President of Fort St George (Madras)
- In office 23 January 1735 – 14 January 1744
- Preceded by: George Morton Pitt
- Succeeded by: Nicholas Morse

Personal details
- Born: 1698
- Died: 1774 (aged 75–76)

= Richard Benyon of Madras =

British merchant and colonial administrator (1698–1774)

Richard Benyon (1698–1774) was a British merchant and colonial administrator who served as the President of Madras from 23 January 1735 to 14 January 1744.

== Early career ==

Benyon first arrived in Madras as a writer in 1710. In 1718, he was nominated to the council of Fort St. George and served till 1725, when he resigned and returned to England. In 1732, he was nominated again as the second member of the council of Fort St. George. When George Morton Pitt resigned as President of Madras in 1735, Benyon, who was the most senior member in the council was appointed president in his stead.

== President of Madras ==

Benyon is regarded as one of the best Presidents of early Madras. He was one of the few early governors who was not convicted of any charges. During Benyon's tenure, the city saw rapid expansion. The villages of Perambur, Sadayankuppam, Ernavore, Pudupakkam and Vepery were acquired from the Nayak of Poonamallee in 1739.
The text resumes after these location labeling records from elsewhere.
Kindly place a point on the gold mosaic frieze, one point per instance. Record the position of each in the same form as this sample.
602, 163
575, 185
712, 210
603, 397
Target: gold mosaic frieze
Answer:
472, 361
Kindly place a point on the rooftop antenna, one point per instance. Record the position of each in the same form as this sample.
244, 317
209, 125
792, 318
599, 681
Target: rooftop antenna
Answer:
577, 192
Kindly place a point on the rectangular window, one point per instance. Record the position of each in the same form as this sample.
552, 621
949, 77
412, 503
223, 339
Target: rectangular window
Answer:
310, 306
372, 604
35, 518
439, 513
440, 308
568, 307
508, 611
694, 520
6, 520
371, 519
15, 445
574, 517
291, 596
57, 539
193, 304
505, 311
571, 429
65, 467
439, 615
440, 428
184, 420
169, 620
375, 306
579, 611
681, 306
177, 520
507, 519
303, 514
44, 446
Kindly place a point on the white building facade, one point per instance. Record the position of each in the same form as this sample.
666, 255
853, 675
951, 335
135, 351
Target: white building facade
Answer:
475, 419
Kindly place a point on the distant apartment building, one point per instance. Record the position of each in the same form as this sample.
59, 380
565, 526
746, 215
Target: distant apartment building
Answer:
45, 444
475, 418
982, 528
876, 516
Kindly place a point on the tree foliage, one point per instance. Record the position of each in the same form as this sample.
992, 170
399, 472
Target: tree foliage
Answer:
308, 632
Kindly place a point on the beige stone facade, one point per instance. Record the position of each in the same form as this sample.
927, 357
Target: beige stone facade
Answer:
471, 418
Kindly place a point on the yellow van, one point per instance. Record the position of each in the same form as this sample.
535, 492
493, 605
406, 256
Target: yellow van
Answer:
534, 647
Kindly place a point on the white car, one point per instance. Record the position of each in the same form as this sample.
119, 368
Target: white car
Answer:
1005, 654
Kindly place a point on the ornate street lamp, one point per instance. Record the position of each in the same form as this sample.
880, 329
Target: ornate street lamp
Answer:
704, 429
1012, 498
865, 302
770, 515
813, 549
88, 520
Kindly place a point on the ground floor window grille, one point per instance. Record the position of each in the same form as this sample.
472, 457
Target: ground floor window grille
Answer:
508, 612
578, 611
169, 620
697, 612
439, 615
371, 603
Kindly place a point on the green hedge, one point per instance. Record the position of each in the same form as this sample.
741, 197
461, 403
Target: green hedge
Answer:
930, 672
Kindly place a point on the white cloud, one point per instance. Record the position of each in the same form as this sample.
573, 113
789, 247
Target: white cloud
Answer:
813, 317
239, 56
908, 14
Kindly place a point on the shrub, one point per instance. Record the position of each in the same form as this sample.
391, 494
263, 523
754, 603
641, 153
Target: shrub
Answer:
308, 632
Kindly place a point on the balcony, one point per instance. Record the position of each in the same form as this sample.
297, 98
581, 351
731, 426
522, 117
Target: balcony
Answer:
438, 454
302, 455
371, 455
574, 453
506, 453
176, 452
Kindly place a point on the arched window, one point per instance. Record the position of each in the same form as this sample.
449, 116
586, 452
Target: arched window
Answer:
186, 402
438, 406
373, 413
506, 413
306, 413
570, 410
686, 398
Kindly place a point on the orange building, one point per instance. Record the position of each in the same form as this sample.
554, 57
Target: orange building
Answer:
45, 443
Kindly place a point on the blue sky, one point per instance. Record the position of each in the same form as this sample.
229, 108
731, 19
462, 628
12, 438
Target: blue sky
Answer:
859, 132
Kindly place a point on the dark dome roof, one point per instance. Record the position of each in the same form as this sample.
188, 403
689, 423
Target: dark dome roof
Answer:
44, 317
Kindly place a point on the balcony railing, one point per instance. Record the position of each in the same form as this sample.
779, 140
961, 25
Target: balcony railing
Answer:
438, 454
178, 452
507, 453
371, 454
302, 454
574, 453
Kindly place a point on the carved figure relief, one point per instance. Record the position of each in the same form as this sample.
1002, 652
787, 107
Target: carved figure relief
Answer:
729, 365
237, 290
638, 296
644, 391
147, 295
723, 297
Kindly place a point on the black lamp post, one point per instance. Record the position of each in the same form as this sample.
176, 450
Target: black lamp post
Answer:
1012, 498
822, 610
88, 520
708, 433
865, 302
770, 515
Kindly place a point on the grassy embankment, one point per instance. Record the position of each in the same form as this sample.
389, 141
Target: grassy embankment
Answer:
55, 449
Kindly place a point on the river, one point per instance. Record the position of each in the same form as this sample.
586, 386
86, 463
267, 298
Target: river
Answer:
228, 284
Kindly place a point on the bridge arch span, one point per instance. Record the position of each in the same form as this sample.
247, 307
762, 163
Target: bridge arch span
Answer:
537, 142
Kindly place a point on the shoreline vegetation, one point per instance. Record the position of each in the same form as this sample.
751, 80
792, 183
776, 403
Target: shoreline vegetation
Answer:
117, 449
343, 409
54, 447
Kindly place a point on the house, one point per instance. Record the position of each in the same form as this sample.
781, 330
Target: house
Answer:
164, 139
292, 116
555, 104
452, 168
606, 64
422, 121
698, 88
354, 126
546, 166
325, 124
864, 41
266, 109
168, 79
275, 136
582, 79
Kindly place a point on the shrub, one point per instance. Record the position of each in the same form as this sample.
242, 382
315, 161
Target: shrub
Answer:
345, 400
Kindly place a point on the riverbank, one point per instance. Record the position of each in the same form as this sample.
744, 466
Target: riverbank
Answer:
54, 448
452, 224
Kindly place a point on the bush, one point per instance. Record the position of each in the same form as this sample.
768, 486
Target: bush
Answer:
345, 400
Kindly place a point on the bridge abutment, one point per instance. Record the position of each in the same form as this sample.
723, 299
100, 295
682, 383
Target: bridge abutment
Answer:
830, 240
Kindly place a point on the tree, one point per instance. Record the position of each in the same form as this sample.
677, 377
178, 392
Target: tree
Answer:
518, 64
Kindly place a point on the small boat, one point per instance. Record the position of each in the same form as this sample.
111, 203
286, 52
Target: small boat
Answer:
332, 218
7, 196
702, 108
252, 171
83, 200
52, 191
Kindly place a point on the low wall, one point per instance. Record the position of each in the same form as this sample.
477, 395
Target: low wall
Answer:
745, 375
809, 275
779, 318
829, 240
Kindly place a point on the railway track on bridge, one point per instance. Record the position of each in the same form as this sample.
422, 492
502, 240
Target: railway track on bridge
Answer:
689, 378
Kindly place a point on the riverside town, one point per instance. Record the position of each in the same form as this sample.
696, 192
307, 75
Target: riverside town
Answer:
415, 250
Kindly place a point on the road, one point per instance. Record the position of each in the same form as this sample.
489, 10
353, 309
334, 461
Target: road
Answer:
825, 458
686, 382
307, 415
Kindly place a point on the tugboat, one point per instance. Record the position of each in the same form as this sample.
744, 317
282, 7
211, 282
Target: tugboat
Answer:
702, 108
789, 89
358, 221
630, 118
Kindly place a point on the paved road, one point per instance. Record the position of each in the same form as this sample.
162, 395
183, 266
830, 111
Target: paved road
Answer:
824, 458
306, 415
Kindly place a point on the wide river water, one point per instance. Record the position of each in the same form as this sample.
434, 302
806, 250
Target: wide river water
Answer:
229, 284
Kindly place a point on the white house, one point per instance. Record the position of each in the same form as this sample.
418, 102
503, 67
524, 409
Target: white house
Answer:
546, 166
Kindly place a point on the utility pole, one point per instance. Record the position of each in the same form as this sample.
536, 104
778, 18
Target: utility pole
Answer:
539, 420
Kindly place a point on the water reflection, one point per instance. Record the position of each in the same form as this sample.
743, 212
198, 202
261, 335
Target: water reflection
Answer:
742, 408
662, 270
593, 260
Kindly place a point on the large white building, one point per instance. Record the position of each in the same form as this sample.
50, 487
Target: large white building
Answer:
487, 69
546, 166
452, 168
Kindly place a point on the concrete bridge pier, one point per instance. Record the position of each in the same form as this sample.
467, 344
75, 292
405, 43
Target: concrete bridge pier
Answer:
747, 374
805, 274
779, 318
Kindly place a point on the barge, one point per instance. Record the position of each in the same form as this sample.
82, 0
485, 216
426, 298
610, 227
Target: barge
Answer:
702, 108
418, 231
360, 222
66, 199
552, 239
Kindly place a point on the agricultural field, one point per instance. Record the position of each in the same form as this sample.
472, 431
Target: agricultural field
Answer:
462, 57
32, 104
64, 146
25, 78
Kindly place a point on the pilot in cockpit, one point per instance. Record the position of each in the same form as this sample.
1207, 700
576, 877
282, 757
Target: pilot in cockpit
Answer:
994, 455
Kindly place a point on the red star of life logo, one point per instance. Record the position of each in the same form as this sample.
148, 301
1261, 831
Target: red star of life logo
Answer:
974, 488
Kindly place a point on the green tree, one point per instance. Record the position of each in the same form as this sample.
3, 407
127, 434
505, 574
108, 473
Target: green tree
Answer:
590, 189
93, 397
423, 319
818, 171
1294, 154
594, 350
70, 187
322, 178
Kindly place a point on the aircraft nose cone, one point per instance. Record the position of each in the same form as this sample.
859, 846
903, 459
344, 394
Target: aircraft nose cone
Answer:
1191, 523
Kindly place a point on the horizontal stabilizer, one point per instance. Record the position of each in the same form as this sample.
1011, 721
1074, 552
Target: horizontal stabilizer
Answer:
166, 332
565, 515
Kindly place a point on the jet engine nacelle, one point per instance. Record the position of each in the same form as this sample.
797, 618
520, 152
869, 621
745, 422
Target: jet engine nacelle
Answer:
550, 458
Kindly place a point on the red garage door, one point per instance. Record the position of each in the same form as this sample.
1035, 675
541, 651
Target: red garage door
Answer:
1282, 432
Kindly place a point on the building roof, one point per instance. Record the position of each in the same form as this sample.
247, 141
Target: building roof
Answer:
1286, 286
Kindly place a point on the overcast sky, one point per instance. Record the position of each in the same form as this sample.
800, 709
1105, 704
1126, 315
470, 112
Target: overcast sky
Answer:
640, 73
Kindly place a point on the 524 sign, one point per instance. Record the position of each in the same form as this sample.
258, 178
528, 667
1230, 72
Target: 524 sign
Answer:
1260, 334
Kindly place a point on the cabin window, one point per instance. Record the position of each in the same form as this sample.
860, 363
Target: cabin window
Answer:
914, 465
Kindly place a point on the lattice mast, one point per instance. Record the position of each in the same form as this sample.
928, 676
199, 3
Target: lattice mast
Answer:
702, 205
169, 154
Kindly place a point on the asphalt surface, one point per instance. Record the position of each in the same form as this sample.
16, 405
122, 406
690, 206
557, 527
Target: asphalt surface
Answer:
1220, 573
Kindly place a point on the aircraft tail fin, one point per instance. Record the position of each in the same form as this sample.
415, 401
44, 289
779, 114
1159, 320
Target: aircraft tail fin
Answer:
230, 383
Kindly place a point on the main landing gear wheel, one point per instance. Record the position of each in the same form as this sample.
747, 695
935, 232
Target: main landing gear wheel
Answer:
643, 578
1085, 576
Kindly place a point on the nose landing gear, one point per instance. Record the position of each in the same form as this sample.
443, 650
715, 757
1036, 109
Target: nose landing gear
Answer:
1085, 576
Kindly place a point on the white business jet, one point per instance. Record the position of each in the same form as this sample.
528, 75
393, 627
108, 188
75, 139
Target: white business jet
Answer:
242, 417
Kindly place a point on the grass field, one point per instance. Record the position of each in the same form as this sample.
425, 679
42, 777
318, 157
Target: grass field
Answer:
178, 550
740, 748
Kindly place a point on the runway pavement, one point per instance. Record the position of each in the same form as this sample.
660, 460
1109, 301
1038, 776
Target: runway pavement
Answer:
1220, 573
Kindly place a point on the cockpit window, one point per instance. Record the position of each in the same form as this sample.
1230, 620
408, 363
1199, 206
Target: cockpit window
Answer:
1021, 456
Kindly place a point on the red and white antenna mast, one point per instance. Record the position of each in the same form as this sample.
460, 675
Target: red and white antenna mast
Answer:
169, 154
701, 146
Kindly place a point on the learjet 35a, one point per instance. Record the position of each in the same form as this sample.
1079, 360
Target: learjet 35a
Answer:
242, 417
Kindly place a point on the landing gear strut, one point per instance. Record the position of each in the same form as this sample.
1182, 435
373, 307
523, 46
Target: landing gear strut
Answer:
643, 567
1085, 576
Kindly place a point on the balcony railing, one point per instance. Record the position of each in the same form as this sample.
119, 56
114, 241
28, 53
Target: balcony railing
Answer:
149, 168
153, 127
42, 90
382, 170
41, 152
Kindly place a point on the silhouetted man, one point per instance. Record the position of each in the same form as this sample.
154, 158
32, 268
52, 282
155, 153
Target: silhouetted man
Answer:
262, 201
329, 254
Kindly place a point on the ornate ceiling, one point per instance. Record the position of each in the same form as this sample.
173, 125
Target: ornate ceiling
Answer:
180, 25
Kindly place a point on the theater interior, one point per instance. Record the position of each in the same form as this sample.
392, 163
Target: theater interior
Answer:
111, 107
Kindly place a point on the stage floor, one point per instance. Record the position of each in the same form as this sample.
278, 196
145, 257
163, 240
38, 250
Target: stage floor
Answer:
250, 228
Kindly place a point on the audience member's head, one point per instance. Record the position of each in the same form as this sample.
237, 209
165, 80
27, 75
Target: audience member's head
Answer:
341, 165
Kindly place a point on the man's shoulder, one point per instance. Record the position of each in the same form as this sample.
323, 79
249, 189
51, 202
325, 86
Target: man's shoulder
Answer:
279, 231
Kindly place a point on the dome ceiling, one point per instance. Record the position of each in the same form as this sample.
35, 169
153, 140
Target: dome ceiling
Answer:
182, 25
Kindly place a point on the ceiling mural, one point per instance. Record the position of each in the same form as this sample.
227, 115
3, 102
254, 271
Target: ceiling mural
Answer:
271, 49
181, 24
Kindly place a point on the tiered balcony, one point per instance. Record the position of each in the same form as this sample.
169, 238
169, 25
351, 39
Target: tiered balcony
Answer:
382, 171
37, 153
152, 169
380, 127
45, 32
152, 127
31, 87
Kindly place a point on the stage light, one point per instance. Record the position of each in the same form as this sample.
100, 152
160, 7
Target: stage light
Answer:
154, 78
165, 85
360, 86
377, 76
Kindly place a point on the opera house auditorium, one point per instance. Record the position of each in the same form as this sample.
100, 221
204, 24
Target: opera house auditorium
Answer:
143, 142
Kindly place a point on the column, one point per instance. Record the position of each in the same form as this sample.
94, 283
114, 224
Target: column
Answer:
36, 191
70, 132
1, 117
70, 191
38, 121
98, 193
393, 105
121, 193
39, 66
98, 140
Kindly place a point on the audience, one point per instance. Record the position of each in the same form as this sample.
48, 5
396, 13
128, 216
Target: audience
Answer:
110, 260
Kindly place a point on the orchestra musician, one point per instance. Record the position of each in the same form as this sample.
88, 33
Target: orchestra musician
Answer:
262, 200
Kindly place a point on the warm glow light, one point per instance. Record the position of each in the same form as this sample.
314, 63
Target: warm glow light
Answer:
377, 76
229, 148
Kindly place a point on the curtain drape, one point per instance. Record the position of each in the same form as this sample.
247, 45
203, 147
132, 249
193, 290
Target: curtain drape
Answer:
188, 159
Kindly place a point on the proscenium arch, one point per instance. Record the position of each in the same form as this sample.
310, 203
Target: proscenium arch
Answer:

The most important event of Benyon's tenure was the invasion of the Marathas who invaded South India twice, once in late 1740 and the second time, in May 1741. During the second invasion, the Maratha army under Raghoji Bhonsle invaded Trichinopoly, where the Carnatic general Chanda Sahib had set up his stronghold, while another occupied Fort St David, Porto-Novo and Sadras. However, following the successful conquest of Trichinopoly and the capture of Chanda Sahib, the Maratha troops relinquished their conquests and quickly withdrew. All through this period, Benyon tried to coerce the Maratha generals by sending them presents. The fortifications of Madras were strengthened and all British, Portuguese and Armenian citizens of the city were forcibly conscripted.

== Personal life==
Benyon married twice at Fort St George, firstly to Mary Fleetwwod, daughter of Edward Fleetwood and secondly to Frances Davis, the daughter of Richard Horden and widow of Sandys Davis.

After his return to England, Benyon lived at Gidea Hall in Essex and Englefield House in Berkshire and married his third wife, Mary Tyssen, daughter of Rachel De Beauvoir and Francis Tyssen of Hackney, and the widow of Powlett Wright. He was the father with her of Richard Benyon, the Peterborough MP, and grandfather of Richard Benyon De Beauvoir, the philanthropist.

He died in 1774. There is a monument to him in St Margaret's Church, Margaretting, Essex.